O discurso anti-CLT não leva em consideração os riscos legais e previdenciários que esses trabalhadores enfrentam ao optar por vínculos alternativos. Há também a insegurança jurídica quanto à continuidade da renda: microempreendedores individuais ou trabalhadores plataformizados, por exemplo, não têm garantia de remuneração mínima, não se aposentam por tempo de contribuição automaticamente e ficam desamparados em momentos de vulnerabilidade. Além disso, assumem o risco da atividade ao arcar com os custos do equipamento usado no trabalho (como o carro ou a moto), que, na CLT, caberiam ao empregador.
Por outro lado, o movimento de empresas preferirem contratar trabalhadores fora da CLT para reduzir custos sempre existiu.
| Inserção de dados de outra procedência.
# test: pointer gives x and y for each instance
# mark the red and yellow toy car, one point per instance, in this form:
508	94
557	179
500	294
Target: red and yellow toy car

A contratação de trabalhadores como PJs não é assunto novo, e é há anos combatida – não somente pela Justiça do Trabalho brasileira, mas por muitos organismos internacionais que, inclusive, reconhecem nossa justiça especializada como um dos órgãos mais eficazes do mundo na aplicação de direitos e garantias fundamentais, previstas não só na legislação brasileira, mas em tantas normas de aplicação global. As vagas, sim, podem melhorar. Alterações sobre os encargos pagos pelas empresas certamente ajudariam a valorizar salários. Adotar novas tecnologias também seria algo útil nessa missão, o que depende da iniciativa e da disponibilidade do próprio empregador. Porém, mais do que isso, seria necessário evoluir no tipo de oferta de trabalho, porque é necessário atingir uma geração que não aceita o modelo de vínculo empregatício que foi adotado nas últimas décadas.
É preciso dizer aos mais jovens que a decisão sobre ser ou não contratado por meio da CLT deve considerar não apenas o ganho imediato, mas também a sustentabilidade da carreira no longo prazo. O regime CLT oferece uma rede de proteção importante, que muitas vezes só é percebida em momentos críticos. Já a vida de freelancer exige disciplina, planejamento financeiro e previdenciário, além de uma boa rede de contatos.
Faça uma autoavaliação do seu perfil, dos seus objetivos e de sua tolerância ao risco, e, se optar por uma fórmula mais moderna do que o vínculo tradicional, por favor, busque estruturar minimamente sua segurança social por conta própria. Arthur Felipe Martins é advogado, especialista em direito e processo do trabalho e direito acidentário, mestrando em direito do trabalho pela PUC-SP e professor em cursos jurídicos voltados ao direito do trabalho e correlações com o direito previdenciário.